Fue isla de taínos nativos “conquistada” por Colón en su primer viaje, en 1492. Renombrada, sirvió de asiento a piratas ingleses, holandeses, franceses y cuanto bribón pasó buscando bajezas. La verdad de “la perla de las Antillas” cayó en los registros de las más altas tasas de mortalidad, sadismo y explotación. Se explica por qué, reducidos por los blancos, las víctimas solo confiaran en espíritus, en magia negra y en los poderes que inspiraron al escritor a escribir la única novela que puso la isla en la gran literatura.
Se ostentaba con orgullo que fue la nación inaugural de las independencias en América Latina y, después de los Estados Unidos, la república más antigua de Occidente. Hazaña gracias a la única revuelta de esclavos negros que ha sido exitosa en la historia universal. Al paso de vilezas, el otrora paisaje idílico codiciado por reyes y tiranos devino en entraña de una violencia añeja, feroz y dividida en bandos decididos a no parar hasta aniquilarse los unos a los otros. Paraíso en sus orígenes, la isla ha quedado reducida a vertedero sanguinolento, maloliente y tan ruinoso como el palacio de cantería habitado alguna vez por Paulina Bonaparte.
Más allá de fotografías de hombres y mujeres enfurecidos, niños hambrientos, cuerpos famélicos y escenas infrahumanas en las que no faltan animales y harapos colgados al sol, la prensa ya no se detiene a describir despojos, casuchas que no merecen su nombre ni muestras sin fin de la cólera masiva. Lo dantesco ilustra el síndrome del vencido como autodestrucción irremisible: verdad terrible, despojada de la magia de las ficciones. En miseria más extrema que la extrema, con su entorno devastado, ajenos al movimiento reparador de la cultura, inmersos en la violencia, los haitianos pasarán a la historia como la primera población de las américas que, tras dejar árboles encenizados con el polvo de los muertos, arrastró hasta sus últimas consecuencias las secuelas autodestructivas del colonialismo.
Nada parece quedar de tentación de grandeza, de lucha contra el destino, de ánimo reparador ni urgencia de dejar de ser el vencido que, en nuestras tierras, insiste en dar paso a la crueldad, al delito, a las máscaras y a la superstición.
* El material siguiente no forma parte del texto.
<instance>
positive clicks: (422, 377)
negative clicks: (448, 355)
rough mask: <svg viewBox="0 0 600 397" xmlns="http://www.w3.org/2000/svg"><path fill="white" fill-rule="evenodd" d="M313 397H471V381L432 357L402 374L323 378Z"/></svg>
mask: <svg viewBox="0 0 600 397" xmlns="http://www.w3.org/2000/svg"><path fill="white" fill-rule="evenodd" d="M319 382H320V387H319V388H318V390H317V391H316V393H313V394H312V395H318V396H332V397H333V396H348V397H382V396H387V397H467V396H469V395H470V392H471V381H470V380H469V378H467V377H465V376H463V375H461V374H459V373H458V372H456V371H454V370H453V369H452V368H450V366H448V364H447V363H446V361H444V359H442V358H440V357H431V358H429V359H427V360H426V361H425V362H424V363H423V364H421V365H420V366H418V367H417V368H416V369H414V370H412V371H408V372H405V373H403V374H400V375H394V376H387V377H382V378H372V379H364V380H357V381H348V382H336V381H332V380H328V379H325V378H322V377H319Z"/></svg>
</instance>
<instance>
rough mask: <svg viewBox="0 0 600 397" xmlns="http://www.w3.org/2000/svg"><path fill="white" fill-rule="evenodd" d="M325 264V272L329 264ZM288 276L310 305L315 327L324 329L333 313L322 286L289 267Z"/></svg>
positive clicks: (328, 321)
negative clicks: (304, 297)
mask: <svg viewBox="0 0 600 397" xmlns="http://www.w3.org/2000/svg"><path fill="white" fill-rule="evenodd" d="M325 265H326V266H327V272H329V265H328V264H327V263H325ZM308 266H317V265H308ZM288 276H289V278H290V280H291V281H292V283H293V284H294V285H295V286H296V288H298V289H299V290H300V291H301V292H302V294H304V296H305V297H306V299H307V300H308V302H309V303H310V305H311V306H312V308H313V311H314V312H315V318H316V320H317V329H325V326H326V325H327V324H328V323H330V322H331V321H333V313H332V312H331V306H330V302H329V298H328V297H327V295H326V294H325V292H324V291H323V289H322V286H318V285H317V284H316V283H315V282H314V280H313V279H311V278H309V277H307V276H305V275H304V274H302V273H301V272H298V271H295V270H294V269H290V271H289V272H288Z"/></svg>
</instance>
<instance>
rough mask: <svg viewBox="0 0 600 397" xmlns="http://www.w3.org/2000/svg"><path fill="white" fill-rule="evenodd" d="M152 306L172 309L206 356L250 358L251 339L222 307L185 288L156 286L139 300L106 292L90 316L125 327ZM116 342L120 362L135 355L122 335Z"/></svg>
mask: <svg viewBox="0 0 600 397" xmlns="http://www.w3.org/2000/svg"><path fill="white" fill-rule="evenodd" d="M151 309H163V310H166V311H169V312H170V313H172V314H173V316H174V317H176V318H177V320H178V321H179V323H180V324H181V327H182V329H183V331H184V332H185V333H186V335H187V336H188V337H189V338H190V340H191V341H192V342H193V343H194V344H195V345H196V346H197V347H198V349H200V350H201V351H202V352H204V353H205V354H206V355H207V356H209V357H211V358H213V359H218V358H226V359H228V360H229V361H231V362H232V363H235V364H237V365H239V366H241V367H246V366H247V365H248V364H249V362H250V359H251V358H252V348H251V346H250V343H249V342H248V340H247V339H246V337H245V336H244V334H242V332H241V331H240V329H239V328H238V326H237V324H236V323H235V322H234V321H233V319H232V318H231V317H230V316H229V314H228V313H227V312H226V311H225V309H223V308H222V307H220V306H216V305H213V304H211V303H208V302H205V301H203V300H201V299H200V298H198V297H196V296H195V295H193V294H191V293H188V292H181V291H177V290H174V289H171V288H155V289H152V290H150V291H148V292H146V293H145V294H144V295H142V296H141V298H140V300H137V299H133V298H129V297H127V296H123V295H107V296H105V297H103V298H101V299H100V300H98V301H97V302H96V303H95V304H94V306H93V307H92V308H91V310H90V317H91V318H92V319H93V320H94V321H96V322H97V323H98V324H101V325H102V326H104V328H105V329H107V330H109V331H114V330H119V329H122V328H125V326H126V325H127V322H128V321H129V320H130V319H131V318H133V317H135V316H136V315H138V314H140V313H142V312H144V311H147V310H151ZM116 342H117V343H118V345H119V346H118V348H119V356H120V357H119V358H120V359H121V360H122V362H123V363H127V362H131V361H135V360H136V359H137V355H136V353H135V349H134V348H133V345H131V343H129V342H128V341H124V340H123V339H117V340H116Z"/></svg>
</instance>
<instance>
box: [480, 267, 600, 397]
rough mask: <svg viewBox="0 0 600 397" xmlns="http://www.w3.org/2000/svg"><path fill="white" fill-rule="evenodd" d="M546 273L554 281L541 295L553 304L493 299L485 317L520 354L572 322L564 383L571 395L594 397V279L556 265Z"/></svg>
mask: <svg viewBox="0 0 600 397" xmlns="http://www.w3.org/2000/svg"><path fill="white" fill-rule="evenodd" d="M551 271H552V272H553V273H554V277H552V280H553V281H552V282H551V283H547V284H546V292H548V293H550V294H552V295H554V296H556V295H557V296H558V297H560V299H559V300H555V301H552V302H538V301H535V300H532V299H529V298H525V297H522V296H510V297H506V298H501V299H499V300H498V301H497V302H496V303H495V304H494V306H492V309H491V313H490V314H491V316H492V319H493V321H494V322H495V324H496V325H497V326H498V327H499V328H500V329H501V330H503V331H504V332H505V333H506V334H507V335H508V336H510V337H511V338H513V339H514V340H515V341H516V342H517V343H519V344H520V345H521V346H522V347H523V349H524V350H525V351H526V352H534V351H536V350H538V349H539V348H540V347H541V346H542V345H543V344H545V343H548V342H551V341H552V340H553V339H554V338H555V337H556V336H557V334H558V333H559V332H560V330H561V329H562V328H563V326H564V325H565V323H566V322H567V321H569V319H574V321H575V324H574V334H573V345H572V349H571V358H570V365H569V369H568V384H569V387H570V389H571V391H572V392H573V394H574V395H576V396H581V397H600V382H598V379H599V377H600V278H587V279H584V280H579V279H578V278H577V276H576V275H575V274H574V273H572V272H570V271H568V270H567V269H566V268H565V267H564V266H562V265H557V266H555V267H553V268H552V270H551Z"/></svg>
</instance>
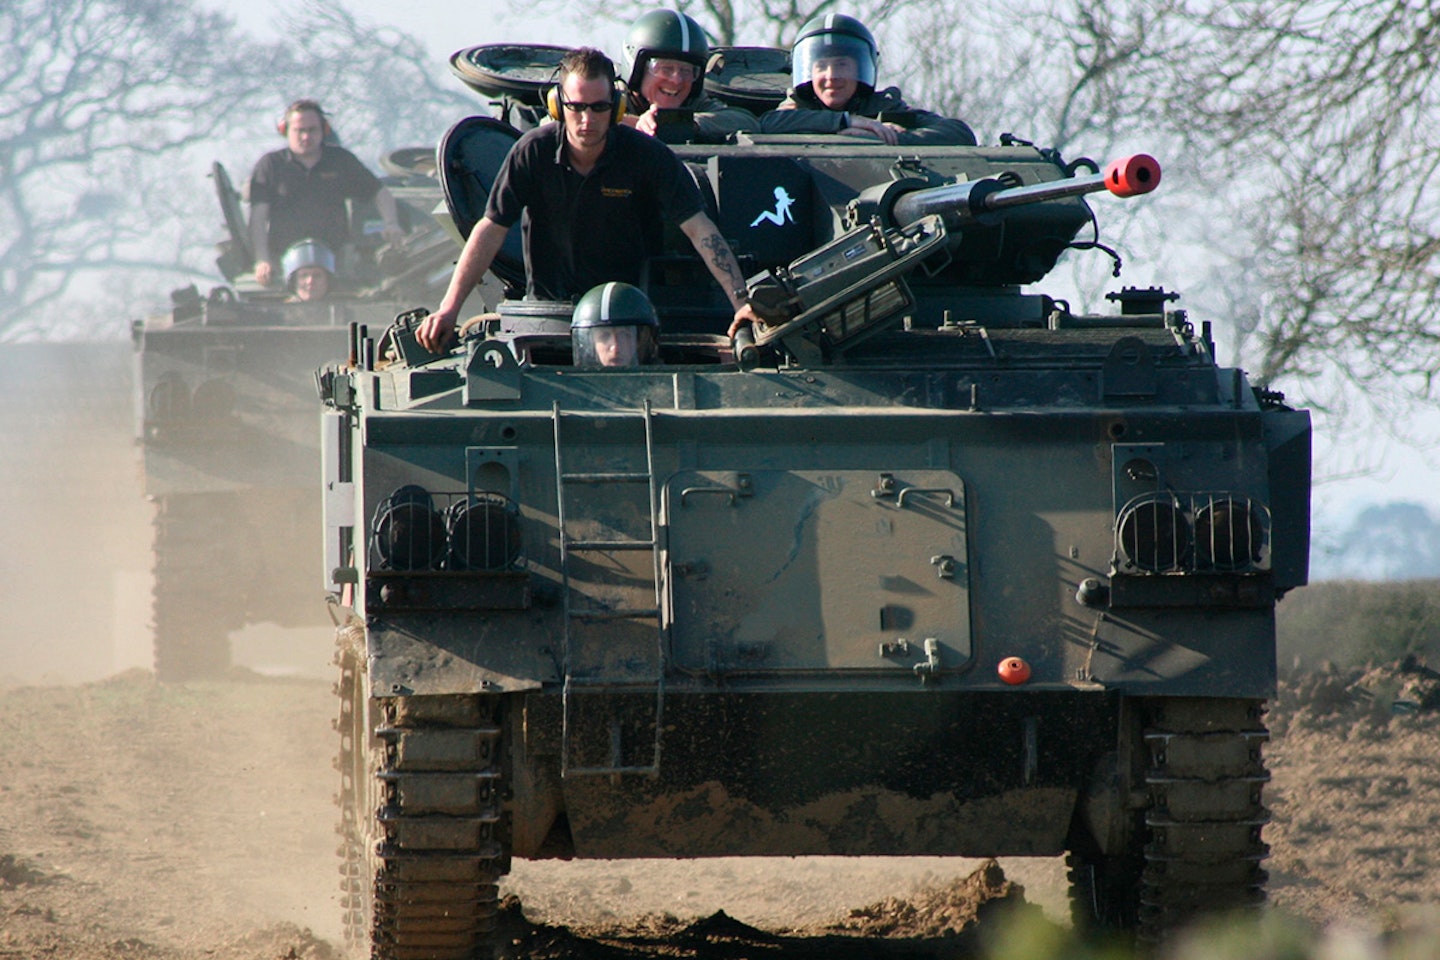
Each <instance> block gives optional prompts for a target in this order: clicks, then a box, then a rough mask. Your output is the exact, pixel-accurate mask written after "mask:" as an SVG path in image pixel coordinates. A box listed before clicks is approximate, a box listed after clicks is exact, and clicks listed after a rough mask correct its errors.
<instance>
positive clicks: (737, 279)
mask: <svg viewBox="0 0 1440 960" xmlns="http://www.w3.org/2000/svg"><path fill="white" fill-rule="evenodd" d="M700 246H703V248H704V250H706V253H707V255H708V258H710V259H708V262H707V263H706V265H707V266H708V268H710V272H711V273H713V275H714V278H716V281H717V282H719V284H720V286H721V288H723V289H724V291H726V294H730V292H732V291H737V289H740V288H743V286H744V273H742V272H740V263H739V261H736V259H734V253H732V252H730V245H729V243H726V242H724V237H723V236H720V233H719V232H714V233H708V235H707V236H706V237H704V239H701V240H700Z"/></svg>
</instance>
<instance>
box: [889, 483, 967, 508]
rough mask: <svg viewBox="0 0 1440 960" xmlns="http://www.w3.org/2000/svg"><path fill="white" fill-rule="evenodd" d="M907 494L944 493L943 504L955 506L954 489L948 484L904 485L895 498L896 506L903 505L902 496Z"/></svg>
mask: <svg viewBox="0 0 1440 960" xmlns="http://www.w3.org/2000/svg"><path fill="white" fill-rule="evenodd" d="M907 494H914V495H917V497H919V495H922V494H945V505H946V507H950V508H952V510H953V508H955V491H953V489H950V488H949V486H906V488H904V489H903V491H900V497H897V498H896V507H904V498H906V495H907Z"/></svg>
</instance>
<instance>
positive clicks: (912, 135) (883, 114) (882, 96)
mask: <svg viewBox="0 0 1440 960" xmlns="http://www.w3.org/2000/svg"><path fill="white" fill-rule="evenodd" d="M878 62H880V47H878V46H877V45H876V37H874V36H873V35H871V33H870V30H867V29H865V24H864V23H861V22H860V20H857V19H855V17H848V16H845V14H842V13H827V14H824V16H819V17H815V19H814V20H811V22H809V23H806V24H805V26H804V27H801V32H799V35H798V36H796V37H795V46H793V47H792V49H791V83H792V86H791V95H789V96H788V98H786V99H785V102H783V104H780V105H779V107H778V108H775V109H772V111H770V112H768V114H766V115H765V117H762V118H760V132H765V134H841V135H844V137H864V138H873V140H878V141H881V142H886V144H940V145H952V147H971V145H973V144H975V132H973V131H972V130H971V128H969V125H966V124H965V122H963V121H959V119H950V118H948V117H940V115H939V114H933V112H930V111H927V109H916V108H913V107H910V105H907V104H906V102H904V98H903V96H901V95H900V88H897V86H888V88H886V89H881V91H877V89H876V68H877V65H878Z"/></svg>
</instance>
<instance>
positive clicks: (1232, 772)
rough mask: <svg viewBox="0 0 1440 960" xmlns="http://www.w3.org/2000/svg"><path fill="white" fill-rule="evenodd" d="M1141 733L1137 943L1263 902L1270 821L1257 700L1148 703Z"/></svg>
mask: <svg viewBox="0 0 1440 960" xmlns="http://www.w3.org/2000/svg"><path fill="white" fill-rule="evenodd" d="M1152 705H1153V710H1152V711H1149V721H1148V723H1146V728H1145V746H1146V750H1148V756H1149V769H1148V770H1146V773H1145V784H1146V787H1148V789H1149V794H1151V799H1152V803H1151V807H1149V809H1148V810H1146V813H1145V826H1146V832H1148V835H1149V842H1148V843H1146V845H1145V872H1143V875H1142V878H1140V911H1139V928H1138V934H1139V937H1140V940H1149V941H1156V940H1161V938H1162V937H1164V936H1165V934H1166V933H1168V931H1172V930H1176V928H1178V927H1181V925H1184V924H1185V923H1188V921H1189V920H1192V918H1194V917H1197V915H1200V914H1215V913H1234V911H1247V910H1256V908H1259V907H1260V905H1263V904H1264V900H1266V892H1264V884H1266V879H1267V878H1269V875H1267V874H1266V871H1264V869H1263V868H1261V862H1263V861H1264V859H1266V858H1267V856H1269V855H1270V848H1269V846H1267V845H1266V843H1264V842H1261V839H1260V830H1261V828H1263V826H1264V825H1266V823H1267V822H1269V820H1270V813H1269V810H1267V809H1266V807H1264V805H1263V803H1261V799H1260V794H1261V790H1263V787H1264V784H1266V783H1267V782H1269V780H1270V774H1269V771H1267V770H1266V767H1264V760H1263V757H1261V747H1263V746H1264V743H1266V741H1267V740H1269V738H1270V731H1269V730H1266V727H1264V723H1263V720H1261V717H1263V712H1264V702H1263V701H1257V699H1253V701H1251V699H1218V698H1174V699H1158V701H1153V704H1152Z"/></svg>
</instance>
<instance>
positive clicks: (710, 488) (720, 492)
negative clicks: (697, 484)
mask: <svg viewBox="0 0 1440 960" xmlns="http://www.w3.org/2000/svg"><path fill="white" fill-rule="evenodd" d="M691 494H723V495H724V497H729V498H730V505H732V507H734V491H733V489H730V488H729V486H687V488H684V489H683V491H680V505H681V507H684V505H685V497H690V495H691Z"/></svg>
Allá, la bestia negra rugiendo tras el eco del tam tam de los tambores del Petro y del Rada; acá, el dominio de los narcos, gobiernos espurios, crímenes feroces y desaparecidos por miles, injusticia, agresividad, desprecio a la vida y lo bello, apego a la mentira: lo propio del complejo de inferioridad que encumbra, para mal, al vencido empoderado, al revanchista prepotente, al rencoroso ejemplar que encarna la menor valía del agachado, el aplastado, el “poquito”. Hay que afinar los sentidos para entender que lo real maravilloso celebrado por Carpentier es recreación mejorada de los círculos infernales, siempre en crecimiento. He releído varias veces El reino de este mundo. En cada ocasión encuentro claves para interpretar recursos de la fuga y de la máscara con los que se refugian los vencidos. Pobre Haití, tan olvidado de dioses y de hombres; pero pobres también los países que en vez de levantarse ceden al impulso de retroceder y autodevorarse.